The final drama is standard farce in structure. The misfits all end up at a castle in the country, and that’s where the music does its magic. It takes nearly three hours to arrive here, but worth the wait.
When Ms. Foreman as Desirée the actress sings “Send in the Clowns,” you’ll hear communal deep breaths, because the song has depth in this context. Clowns represent fools, and Foreman sings of disappointment with the worn voice of a survivor, making her character more complicated and worthy of sympathy.
“Isn’t it rich? Are we a pair? Me here at last on the ground, you in mid-air. Send in the Clowns.
Isn’t it bliss? Don’t you approve? One who keeps tearing around, one who can’t move… But where are the clowns? Send in the clowns…”
There are four verses and a bridge. Sondheim wrote the song for actress Glynis Johns and it’s one of his most popular songs thanks to Frank Sinatra and Judy Collins who recorded it in the 1970s. In the musical, the song is reprised near the end, and it’s rewarding to hear it again.
Megan Carmitchel as housekeeper Petra also breaks hearts in her song “The Miller’s Son,” and she finds true love in man servant Frid (Jake Rosko), her class equal. Anise Ritchie as Madame Armfeldt rolls on and off in a wheel chair and opinions roll off her angry tongue. Faith Nibbe and Ava Harris alternate as young Frederika Amfeldt, a youngster wiser than most adults.
Ornate costumes by Jeanne Reith convey history and the hypocrisy of bad behavior wrapped in formal wear. Sets by Sean Fanning are sparse in a pleasing Scandinavian way. Simple furniture rolls on and off. Most striking are birch trees and miniature castle to conjure Sweden.
Conductor Terry O’Donnell and five musicians are hidden somewhere, yet we hear every waltz meter and gallop. Along with the music and comic wit, the reward in this show is its ability to touch generations.

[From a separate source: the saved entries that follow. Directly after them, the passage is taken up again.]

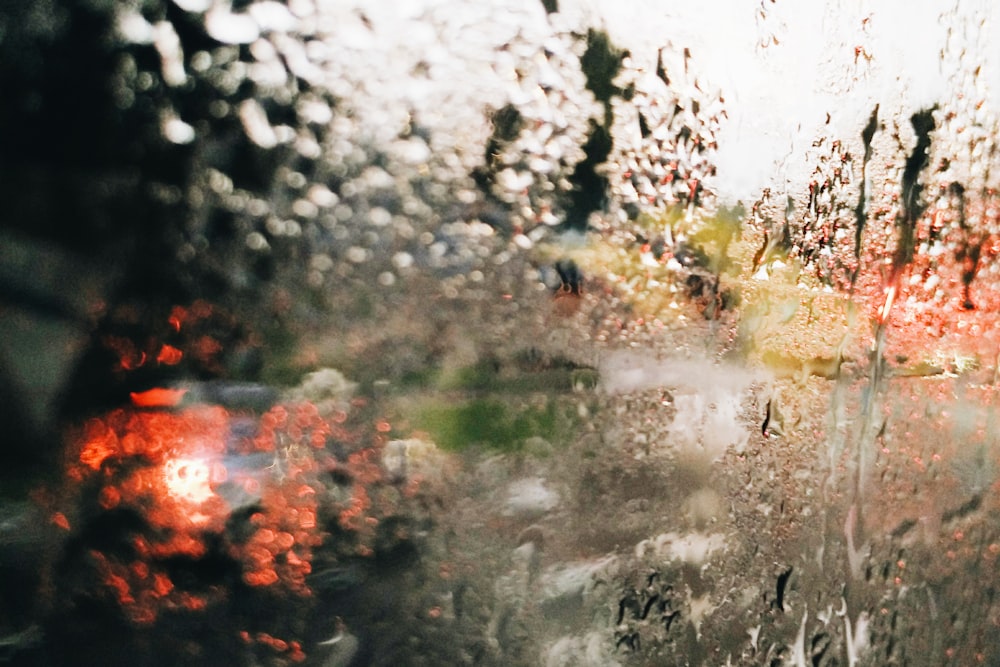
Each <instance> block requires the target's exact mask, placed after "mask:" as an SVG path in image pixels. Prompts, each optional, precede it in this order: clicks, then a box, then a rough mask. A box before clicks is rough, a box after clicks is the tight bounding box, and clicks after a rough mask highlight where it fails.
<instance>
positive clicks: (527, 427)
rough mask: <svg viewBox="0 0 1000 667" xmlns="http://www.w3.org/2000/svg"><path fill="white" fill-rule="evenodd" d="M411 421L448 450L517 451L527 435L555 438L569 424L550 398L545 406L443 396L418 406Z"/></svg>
mask: <svg viewBox="0 0 1000 667" xmlns="http://www.w3.org/2000/svg"><path fill="white" fill-rule="evenodd" d="M416 412H417V414H416V415H414V417H413V424H414V425H415V426H416V427H417V428H418V429H421V430H423V431H426V432H427V433H428V434H429V435H430V436H431V438H432V439H433V440H434V442H435V443H437V445H438V446H439V447H442V448H444V449H450V450H459V449H464V448H466V447H469V446H475V445H479V446H484V447H489V448H491V449H497V450H501V451H518V450H520V449H521V448H522V447H523V445H524V441H525V440H526V439H527V438H530V437H532V436H538V437H541V438H544V439H546V440H549V441H550V442H551V441H556V440H559V439H561V438H562V436H564V435H565V434H566V432H567V431H568V430H569V428H570V427H571V425H572V423H571V421H570V420H569V419H568V418H567V417H568V414H566V411H565V410H563V409H562V408H561V406H559V405H557V402H556V401H555V400H552V399H546V401H545V404H544V406H538V405H530V406H524V407H519V406H514V405H512V404H511V403H507V402H504V401H501V400H498V399H496V398H474V399H471V400H466V401H460V402H455V403H446V402H444V400H442V399H436V400H434V401H433V402H430V403H427V404H424V405H423V406H421V407H420V408H418V409H417V411H416Z"/></svg>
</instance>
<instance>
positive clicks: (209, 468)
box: [163, 458, 213, 504]
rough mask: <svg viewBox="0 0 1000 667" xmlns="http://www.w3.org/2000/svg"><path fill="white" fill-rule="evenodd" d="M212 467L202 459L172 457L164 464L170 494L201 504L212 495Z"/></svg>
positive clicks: (195, 502) (165, 478) (165, 477)
mask: <svg viewBox="0 0 1000 667" xmlns="http://www.w3.org/2000/svg"><path fill="white" fill-rule="evenodd" d="M211 474H212V470H211V467H210V466H209V465H208V463H206V462H205V461H202V460H200V459H183V458H181V459H172V460H170V461H168V462H167V463H166V464H164V466H163V478H164V481H166V483H167V490H168V491H169V492H170V495H171V496H173V497H174V498H177V499H179V500H187V501H189V502H192V503H197V504H201V503H203V502H205V501H206V500H208V499H209V498H211V497H212V495H213V493H212V488H211V486H210V485H209V481H210V479H211Z"/></svg>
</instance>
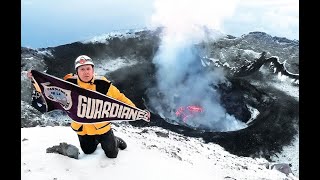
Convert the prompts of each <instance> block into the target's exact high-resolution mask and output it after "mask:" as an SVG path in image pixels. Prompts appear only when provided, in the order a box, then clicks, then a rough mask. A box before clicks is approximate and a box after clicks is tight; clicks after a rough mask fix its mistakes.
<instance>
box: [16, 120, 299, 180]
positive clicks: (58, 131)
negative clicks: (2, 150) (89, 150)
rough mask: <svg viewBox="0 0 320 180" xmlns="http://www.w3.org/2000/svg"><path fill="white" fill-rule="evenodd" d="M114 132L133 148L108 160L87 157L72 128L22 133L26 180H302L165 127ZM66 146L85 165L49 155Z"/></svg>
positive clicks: (35, 130)
mask: <svg viewBox="0 0 320 180" xmlns="http://www.w3.org/2000/svg"><path fill="white" fill-rule="evenodd" d="M113 129H114V133H115V135H116V136H119V137H121V138H123V139H124V140H125V141H126V142H127V144H128V147H127V149H125V150H120V151H119V154H118V157H117V158H116V159H110V158H107V157H106V156H105V155H104V152H103V150H102V149H101V146H100V145H98V148H97V149H96V151H95V152H94V153H93V154H90V155H87V154H84V153H83V152H82V151H81V148H80V145H79V142H78V138H77V135H76V133H75V132H73V130H72V129H71V128H70V127H65V126H54V127H52V126H47V127H30V128H21V179H23V180H29V179H30V180H43V179H56V180H58V179H68V180H73V179H74V180H75V179H77V180H82V179H83V180H85V179H95V180H99V179H106V178H107V179H117V180H122V179H123V180H124V179H139V180H150V179H152V180H157V179H159V180H160V179H161V180H163V179H166V180H171V179H172V180H180V179H181V180H189V179H237V180H241V179H246V180H251V179H252V180H256V179H270V180H271V179H272V180H277V179H298V177H297V176H294V175H293V174H289V175H288V176H286V175H285V174H284V173H282V172H280V171H278V170H275V169H270V168H267V166H266V165H267V164H269V165H270V163H269V162H268V161H267V160H265V159H263V158H257V159H254V158H250V157H238V156H236V155H232V154H230V153H228V152H227V151H225V150H224V149H223V148H222V147H221V146H219V145H217V144H214V143H204V142H203V141H202V140H201V139H199V138H191V137H185V136H182V135H179V134H177V133H174V132H171V131H168V130H165V129H162V128H159V127H133V126H131V125H130V124H128V123H124V122H122V123H118V124H117V125H113ZM62 142H66V143H68V144H72V145H74V146H76V147H77V148H78V149H79V151H80V154H79V159H74V158H69V157H67V156H63V155H61V154H56V153H46V149H47V148H49V147H52V146H56V145H59V144H60V143H62ZM269 167H270V166H269Z"/></svg>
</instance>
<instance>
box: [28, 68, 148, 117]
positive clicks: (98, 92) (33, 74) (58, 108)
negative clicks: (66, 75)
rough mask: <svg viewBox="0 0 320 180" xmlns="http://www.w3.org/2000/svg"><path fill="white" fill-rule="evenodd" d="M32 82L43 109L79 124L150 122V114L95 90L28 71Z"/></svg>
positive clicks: (38, 71) (48, 74)
mask: <svg viewBox="0 0 320 180" xmlns="http://www.w3.org/2000/svg"><path fill="white" fill-rule="evenodd" d="M31 73H32V76H33V80H34V81H35V83H36V86H38V87H39V88H40V90H41V95H42V97H43V99H44V101H45V105H46V110H47V111H48V107H49V106H50V109H60V110H63V111H65V112H66V113H67V114H68V116H69V117H70V118H71V119H73V120H74V121H77V122H79V123H99V122H111V121H136V120H144V121H147V122H149V121H150V112H149V111H147V110H141V109H139V108H136V107H132V106H129V105H127V104H125V103H123V102H121V101H119V100H116V99H113V98H112V97H109V96H106V95H104V94H102V93H99V92H97V91H92V90H89V89H84V88H81V87H80V86H78V85H76V84H73V83H70V82H68V81H65V80H63V79H59V78H57V77H54V76H52V75H49V74H45V73H42V72H39V71H36V70H31Z"/></svg>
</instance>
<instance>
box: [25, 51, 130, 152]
mask: <svg viewBox="0 0 320 180" xmlns="http://www.w3.org/2000/svg"><path fill="white" fill-rule="evenodd" d="M75 71H76V74H73V73H69V74H67V75H66V76H65V77H64V78H63V79H64V80H66V81H69V82H71V83H74V84H77V85H78V86H80V87H82V88H85V89H90V90H94V91H98V92H100V93H103V94H106V95H107V96H110V97H112V98H114V99H117V100H119V101H121V102H123V103H126V104H128V105H130V106H133V107H136V106H135V105H134V104H133V103H132V101H131V100H130V99H128V98H127V97H126V96H125V95H124V94H123V93H121V92H120V91H119V90H118V89H117V88H116V87H115V86H114V85H113V84H112V83H111V82H110V81H108V80H107V78H105V77H103V76H97V75H95V74H94V63H93V61H92V59H91V58H90V57H88V56H87V55H81V56H79V57H77V58H76V60H75ZM31 76H32V75H31V73H30V72H29V73H28V77H31ZM71 128H72V129H73V130H74V131H75V132H76V133H77V135H78V138H79V142H80V147H81V149H82V151H83V152H84V153H85V154H91V153H93V152H94V151H95V150H96V148H97V145H98V144H99V143H101V147H102V149H103V151H104V153H105V154H106V156H107V157H109V158H116V157H117V155H118V152H119V149H121V150H124V149H126V148H127V144H126V142H125V141H124V140H123V139H121V138H119V137H117V136H115V135H114V134H113V130H112V129H111V124H110V122H103V123H91V124H83V123H79V122H76V121H72V122H71Z"/></svg>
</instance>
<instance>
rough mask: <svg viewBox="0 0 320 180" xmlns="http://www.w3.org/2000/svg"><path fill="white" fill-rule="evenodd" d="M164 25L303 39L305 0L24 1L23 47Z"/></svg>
mask: <svg viewBox="0 0 320 180" xmlns="http://www.w3.org/2000/svg"><path fill="white" fill-rule="evenodd" d="M186 24H188V26H185V25H186ZM159 25H164V26H170V25H175V26H176V28H177V29H178V30H179V28H180V29H181V28H190V27H191V26H190V25H201V26H202V25H205V26H207V27H210V28H213V29H216V30H219V31H221V32H223V33H227V34H230V35H234V36H241V35H242V34H247V33H249V32H252V31H263V32H266V33H268V34H270V35H272V36H279V37H286V38H288V39H292V40H293V39H297V40H299V1H298V0H281V1H278V0H241V1H240V0H224V1H220V0H134V1H133V0H118V1H111V0H104V1H101V0H68V1H63V0H55V1H42V0H21V38H22V39H21V46H23V47H30V48H42V47H52V46H58V45H63V44H67V43H72V42H76V41H83V40H86V39H90V38H92V37H94V36H99V35H101V34H105V33H109V32H113V31H119V30H127V29H141V28H150V27H156V26H159Z"/></svg>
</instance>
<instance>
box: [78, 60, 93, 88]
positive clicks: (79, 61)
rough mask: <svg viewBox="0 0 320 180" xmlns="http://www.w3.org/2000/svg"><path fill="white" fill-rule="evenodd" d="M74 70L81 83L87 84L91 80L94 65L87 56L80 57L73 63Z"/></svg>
mask: <svg viewBox="0 0 320 180" xmlns="http://www.w3.org/2000/svg"><path fill="white" fill-rule="evenodd" d="M74 64H75V70H76V73H77V74H78V76H79V78H80V80H81V81H84V82H89V81H91V80H92V78H93V74H94V69H93V67H94V64H93V61H92V59H91V58H90V57H89V56H86V55H81V56H79V57H77V59H76V60H75V62H74Z"/></svg>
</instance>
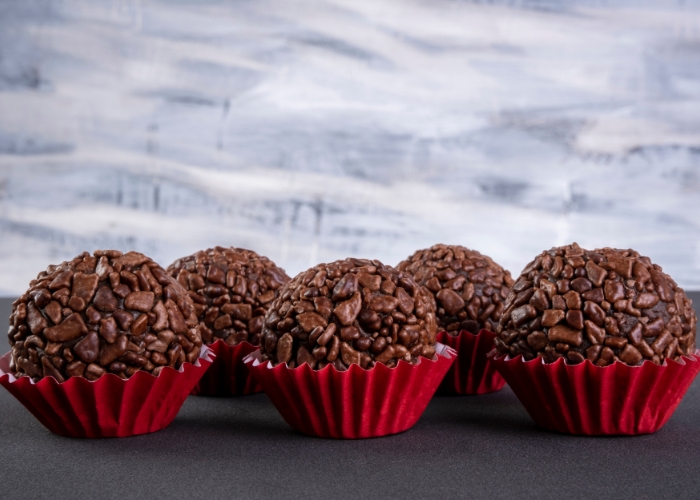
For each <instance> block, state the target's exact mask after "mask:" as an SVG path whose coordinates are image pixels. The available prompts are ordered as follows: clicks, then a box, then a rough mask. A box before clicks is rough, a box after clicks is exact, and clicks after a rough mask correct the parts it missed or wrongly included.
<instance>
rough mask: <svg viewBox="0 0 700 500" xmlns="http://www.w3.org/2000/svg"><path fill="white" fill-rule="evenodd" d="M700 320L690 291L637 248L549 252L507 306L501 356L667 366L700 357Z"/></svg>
mask: <svg viewBox="0 0 700 500" xmlns="http://www.w3.org/2000/svg"><path fill="white" fill-rule="evenodd" d="M696 323H697V318H696V315H695V312H694V311H693V308H692V303H691V301H690V300H689V299H688V298H687V297H686V295H685V292H684V291H683V289H682V288H680V287H678V286H677V285H676V283H675V282H674V281H673V279H671V277H670V276H668V275H667V274H666V273H664V272H663V270H662V269H661V267H660V266H658V265H656V264H653V263H652V262H651V260H650V259H649V258H648V257H643V256H641V255H640V254H639V253H638V252H636V251H634V250H618V249H613V248H603V249H599V250H593V251H589V250H584V249H582V248H580V247H579V246H578V245H577V244H576V243H574V244H572V245H569V246H565V247H559V248H552V249H551V250H548V251H545V252H542V253H541V254H540V255H539V256H537V258H535V259H534V260H533V261H532V262H531V263H530V264H528V265H527V266H526V267H525V269H524V270H523V271H522V273H521V275H520V277H519V278H518V280H517V281H516V282H515V284H514V285H513V288H512V292H511V293H510V295H509V296H508V299H507V300H506V302H505V310H504V312H503V315H502V317H501V320H500V324H499V326H498V330H497V334H498V337H497V338H496V340H495V346H496V349H497V351H498V353H499V354H510V355H511V356H512V357H515V356H517V355H522V356H523V358H524V359H525V360H530V359H534V358H535V357H540V358H542V359H543V360H544V361H545V362H547V363H551V362H554V361H556V360H557V359H559V358H563V359H564V360H565V361H566V362H567V363H569V364H577V363H581V362H583V361H584V360H586V359H587V360H589V361H590V362H592V363H594V364H595V365H596V366H607V365H609V364H612V363H613V362H615V361H621V362H622V363H625V364H627V365H631V366H636V365H641V364H642V363H643V362H644V361H645V360H650V361H652V362H654V363H656V364H662V363H663V362H664V360H665V359H672V360H678V359H679V358H680V357H681V356H687V355H692V354H694V353H695V334H696Z"/></svg>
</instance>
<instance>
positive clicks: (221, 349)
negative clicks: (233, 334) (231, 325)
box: [192, 340, 262, 396]
mask: <svg viewBox="0 0 700 500" xmlns="http://www.w3.org/2000/svg"><path fill="white" fill-rule="evenodd" d="M208 347H209V348H210V349H211V350H212V352H213V353H214V354H215V355H216V358H215V359H214V362H213V363H212V364H211V366H210V367H209V369H208V370H207V372H206V373H205V374H204V376H203V377H202V378H201V379H200V380H199V383H198V384H197V385H196V386H195V388H194V390H193V391H192V394H193V395H195V396H243V395H245V394H255V393H256V392H262V387H260V385H258V383H257V381H256V380H255V378H253V376H252V375H251V374H250V372H249V371H248V367H247V366H246V365H245V364H244V363H243V359H244V358H245V357H246V356H248V354H250V353H251V352H253V351H256V350H257V349H258V346H254V345H253V344H250V343H248V342H241V343H240V344H237V345H235V346H233V347H231V346H230V345H228V344H227V343H226V342H224V341H223V340H217V341H216V342H214V343H213V344H211V345H210V346H208Z"/></svg>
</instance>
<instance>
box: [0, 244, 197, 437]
mask: <svg viewBox="0 0 700 500" xmlns="http://www.w3.org/2000/svg"><path fill="white" fill-rule="evenodd" d="M8 337H9V340H10V345H11V347H12V351H11V353H8V354H9V356H6V357H3V360H4V361H3V363H2V365H1V366H0V368H2V373H3V376H2V382H3V385H5V387H6V388H7V389H8V390H10V392H12V393H13V394H14V395H15V396H16V397H18V399H20V401H22V402H23V403H24V404H25V406H27V408H28V409H29V410H30V411H32V413H34V414H35V415H36V416H37V417H38V418H39V420H41V421H42V423H44V425H46V426H47V427H49V428H50V429H51V430H53V431H54V432H58V433H59V434H65V435H79V436H86V437H93V436H108V435H111V436H123V435H132V434H140V433H143V432H151V431H153V430H158V429H160V428H163V427H165V426H166V425H167V424H168V423H170V421H171V420H172V418H174V416H175V414H176V413H177V410H178V409H179V408H180V406H181V405H182V403H183V402H184V399H185V398H186V397H187V394H188V393H189V391H191V389H192V387H193V386H194V385H195V384H196V382H197V380H198V379H199V377H200V376H201V375H202V374H203V373H204V368H205V367H206V366H208V364H209V361H208V360H206V359H202V360H201V361H203V363H200V357H202V356H204V355H205V354H206V353H203V352H202V349H201V346H202V339H201V335H200V332H199V326H198V324H197V317H196V314H195V309H194V305H193V304H192V301H191V299H190V298H189V297H188V296H187V293H186V292H185V290H184V289H183V288H182V287H181V286H180V285H179V284H178V283H177V282H176V281H175V280H174V279H172V278H171V277H169V276H168V275H167V273H166V272H165V270H164V269H163V268H161V267H160V266H159V265H158V264H156V263H155V262H153V261H152V260H151V259H150V258H149V257H147V256H145V255H143V254H140V253H137V252H129V253H126V254H122V253H121V252H119V251H116V250H107V251H102V250H98V251H96V252H95V253H94V254H93V255H90V254H89V253H87V252H84V253H82V254H81V255H79V256H78V257H76V258H75V259H73V260H71V261H69V262H64V263H63V264H60V265H58V266H53V265H51V266H49V267H48V268H47V270H46V271H43V272H41V273H39V275H38V276H37V278H36V279H35V280H33V281H32V282H31V283H30V287H29V290H27V292H26V293H25V294H23V295H22V296H21V297H20V298H19V299H17V300H16V301H15V302H14V303H13V309H12V315H11V316H10V329H9V332H8ZM185 365H187V367H186V366H185ZM170 369H171V370H170ZM164 370H170V371H169V372H166V371H164ZM137 375H138V376H137ZM138 392H141V393H142V394H141V395H140V396H139V395H138V394H137V393H138ZM59 393H62V394H63V396H62V397H60V398H59V397H58V396H57V395H58V394H59ZM166 394H167V396H166ZM149 405H151V406H149ZM47 406H48V407H50V408H51V410H50V411H46V408H47ZM76 415H83V416H84V415H88V417H85V418H83V417H80V418H79V417H77V416H76ZM135 415H138V418H136V417H135Z"/></svg>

It’s never too late to make things right.
A Little Night Music runs through April 22, 2018. www.cygnettheatre.com
Kris Eitland covers dance and theater for Sandiegostory.com and freelances for other publications, including the Union Tribune and Dance Teacher Magazine. She grew up performing many dance styles and continued intensive modern dance and choreography at the Univ. of Minnesota, Duluth, and San Diego State Univ. She also holds a journalism degree from SDSU. Her career includes stints in commercial and public radio news production.
Eitland has won numerous Excellence in Journalism awards for criticism and reporting from the San Diego Press Club. She has served on the Press Club board since 2011 and is a past president. She is a co-founder of Sandiegostory.com. She has a passion for the arts, throwing parties with dancing and singing, and cruising the Pacific in her family’s vintage trawler. She trains dogs, skis, and loves seasonal trips to her home state of Minnesota.
“Send in the clowns” refers to what circus managers always said when a disaster was unfolding under the Big Top. Maybe an elephant had gone berserk or someone had fallen from the trapeze. The classic ruse to keep the audience from fleeing in horror was to “send in the clowns,” who would get the audience laughing again and keep them in their seats.